Sounds interesting (as does most cluster research) but too many things seem to me to fly in the face of this being effective. It could be possible that some other things that were related to this study might be more responsible than the warfarin itself.  
Not sure what other meds they took these three people off of to go onto warfarin, if any. Maybe they had them change something else. Maybe they stayed on their regular meds and the addition of warfarin made a difference. I'd have to see the entire study report to see what other possibilities might pop into this tired brain.
 
1. People that go into the hospital for operations have reported their clusters stopped after the operation. They would not have been operated on if they were on warfarin. They want your blood as "sticky" as possible. (but...maybe it was a blood loss and the transfusion helped??? How "thick" is plasma or whatever they use?)
 
2. Women would probably report less cluster activity or even a cessation, during their menstrual cycles, I think, due to the drop in iron levels?
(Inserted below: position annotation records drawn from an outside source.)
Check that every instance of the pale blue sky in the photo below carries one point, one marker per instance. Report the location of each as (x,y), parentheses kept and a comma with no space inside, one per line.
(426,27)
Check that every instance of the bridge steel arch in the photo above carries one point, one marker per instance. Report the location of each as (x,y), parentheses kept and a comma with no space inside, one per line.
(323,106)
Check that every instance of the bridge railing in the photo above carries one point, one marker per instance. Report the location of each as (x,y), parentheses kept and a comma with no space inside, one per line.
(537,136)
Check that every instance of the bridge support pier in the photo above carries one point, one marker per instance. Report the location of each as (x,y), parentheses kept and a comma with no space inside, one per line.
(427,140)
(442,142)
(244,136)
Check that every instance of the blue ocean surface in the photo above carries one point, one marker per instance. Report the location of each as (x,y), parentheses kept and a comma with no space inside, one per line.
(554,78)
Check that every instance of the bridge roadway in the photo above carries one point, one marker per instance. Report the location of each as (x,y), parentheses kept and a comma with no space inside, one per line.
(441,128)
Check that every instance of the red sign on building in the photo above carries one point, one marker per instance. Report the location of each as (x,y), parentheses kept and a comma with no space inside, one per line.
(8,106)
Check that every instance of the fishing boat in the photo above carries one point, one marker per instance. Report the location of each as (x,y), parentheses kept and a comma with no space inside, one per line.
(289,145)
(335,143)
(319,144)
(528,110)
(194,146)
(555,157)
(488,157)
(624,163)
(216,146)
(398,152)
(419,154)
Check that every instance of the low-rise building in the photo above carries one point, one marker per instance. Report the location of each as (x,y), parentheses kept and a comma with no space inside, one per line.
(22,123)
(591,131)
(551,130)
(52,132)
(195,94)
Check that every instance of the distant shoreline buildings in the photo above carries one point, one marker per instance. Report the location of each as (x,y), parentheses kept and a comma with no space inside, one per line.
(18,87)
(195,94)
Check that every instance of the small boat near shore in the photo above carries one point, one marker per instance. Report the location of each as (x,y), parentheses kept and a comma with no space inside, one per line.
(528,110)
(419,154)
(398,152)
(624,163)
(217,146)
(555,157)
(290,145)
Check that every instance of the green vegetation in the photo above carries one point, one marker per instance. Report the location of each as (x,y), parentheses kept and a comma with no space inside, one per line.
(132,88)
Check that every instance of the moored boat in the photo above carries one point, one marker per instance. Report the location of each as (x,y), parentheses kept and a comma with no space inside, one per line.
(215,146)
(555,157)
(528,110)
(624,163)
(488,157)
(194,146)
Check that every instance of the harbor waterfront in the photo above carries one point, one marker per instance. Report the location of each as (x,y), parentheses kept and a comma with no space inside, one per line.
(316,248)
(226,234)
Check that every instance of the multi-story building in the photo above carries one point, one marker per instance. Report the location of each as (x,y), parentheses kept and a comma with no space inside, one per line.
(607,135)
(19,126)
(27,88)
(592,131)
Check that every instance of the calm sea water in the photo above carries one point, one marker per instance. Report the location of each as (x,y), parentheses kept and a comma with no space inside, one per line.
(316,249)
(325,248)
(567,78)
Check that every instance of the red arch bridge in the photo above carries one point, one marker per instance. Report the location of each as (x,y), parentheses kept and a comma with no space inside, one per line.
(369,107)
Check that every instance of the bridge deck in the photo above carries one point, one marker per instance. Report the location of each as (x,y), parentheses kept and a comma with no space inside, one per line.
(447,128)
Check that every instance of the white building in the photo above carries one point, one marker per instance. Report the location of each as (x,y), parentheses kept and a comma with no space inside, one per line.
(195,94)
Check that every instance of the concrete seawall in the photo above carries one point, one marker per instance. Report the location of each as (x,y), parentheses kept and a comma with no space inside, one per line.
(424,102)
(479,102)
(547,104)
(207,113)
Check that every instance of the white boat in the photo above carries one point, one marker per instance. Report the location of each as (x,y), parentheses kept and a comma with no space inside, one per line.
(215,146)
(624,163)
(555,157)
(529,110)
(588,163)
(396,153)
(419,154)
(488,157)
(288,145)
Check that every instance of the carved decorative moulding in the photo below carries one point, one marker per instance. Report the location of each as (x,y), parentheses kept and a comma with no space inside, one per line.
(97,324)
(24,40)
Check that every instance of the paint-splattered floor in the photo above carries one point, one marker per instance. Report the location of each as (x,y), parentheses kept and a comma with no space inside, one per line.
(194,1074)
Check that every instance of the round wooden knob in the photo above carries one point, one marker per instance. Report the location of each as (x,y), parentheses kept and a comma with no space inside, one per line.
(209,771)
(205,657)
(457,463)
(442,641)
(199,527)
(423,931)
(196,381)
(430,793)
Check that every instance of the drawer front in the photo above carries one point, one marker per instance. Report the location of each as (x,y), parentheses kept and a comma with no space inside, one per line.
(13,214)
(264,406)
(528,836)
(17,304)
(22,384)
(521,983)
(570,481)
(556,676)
Ladies?
 
3. Do any women here see an increase in cluster activity if/when you go onto iron suppliments? Yes? No?
 
2a/3a. Maybe this explains why women "used" to be far outnumbered by men with clusters? Maybe the reason women are unfortunately catching up, is better diet and suppliments and iron enriched foods/vitamins?
 
4. Many of us, if not all, try to use aspirin at some early stage.....does it help, even at very high doses?
 
5. Many people go on warfarin at somepoint. How many have reported a dramatic decrease in clusters, as this report would suggest? Enough that there wouldn't be a "paucity of data available?"
 
6. Doesn't alcohol thin the blood?
 
7. If this were true, I have a sinking feeling that a similar treatment would have survived over the last couple hundred years........leeches.  
 
You could probably try this at home.....pick up some leeches at the bait shop and put them on your temple at the first sign of an attack. If they don't work you can still use them for walleye fishing Wink
 
Still, I believe that every bit of study into clusters is a good thing and helps lead to answers, and more questions, and more answers.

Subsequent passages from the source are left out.